In its comments on the 2014 budget request, NNSA says it remains "firmly committed" to disposing of excess plutonium, but notes that the "budget environment has changed, and we have to make tough long-term decisions." It describes the MOX project as a "major, one-of-a-kind, complex civilian nuclear project that was started at a time when the US nuclear industry had atrophied and there hadn't been a major civilian nuclear project in several decades." Now, with resources curtailed by federal budgetary constraints and sequestration, the agency is required to "step back and review all available options."
NNSA told World Nuclear News that it was beginning discussions with its constructor counterparts to determine what activities could be most cost effectively slowed.

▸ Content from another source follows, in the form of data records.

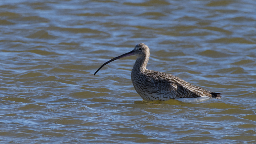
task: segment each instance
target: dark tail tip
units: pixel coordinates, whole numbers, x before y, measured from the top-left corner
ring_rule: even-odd
[[[218,99],[220,99],[220,98],[221,97],[221,96],[219,95],[222,94],[221,93],[210,93],[211,94],[212,97],[214,97],[216,98],[218,98]]]

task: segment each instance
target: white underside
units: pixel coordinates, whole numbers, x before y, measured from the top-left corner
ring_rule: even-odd
[[[197,103],[204,101],[210,98],[209,97],[199,97],[196,98],[183,98],[175,99],[177,100],[185,103]]]

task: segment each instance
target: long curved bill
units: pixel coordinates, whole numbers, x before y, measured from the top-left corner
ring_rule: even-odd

The MFFF is being built as America's way to carry out a bilateral deal with Russia that sees both countries dispose of 34 tonnes of weapons-usable plutonium. Construction began on the plant in 2007, and earlier this month Shaw Areva Mox Services announced the completion of the exterior structure of the 600,000 square foot (56,000 square metre) facility. There is currently no agreed customer for the eventual MOX fuel, while Russia has decided to incorporate its plutonium into fuel for fast-neutron reactors, rather than MOX for conventional units.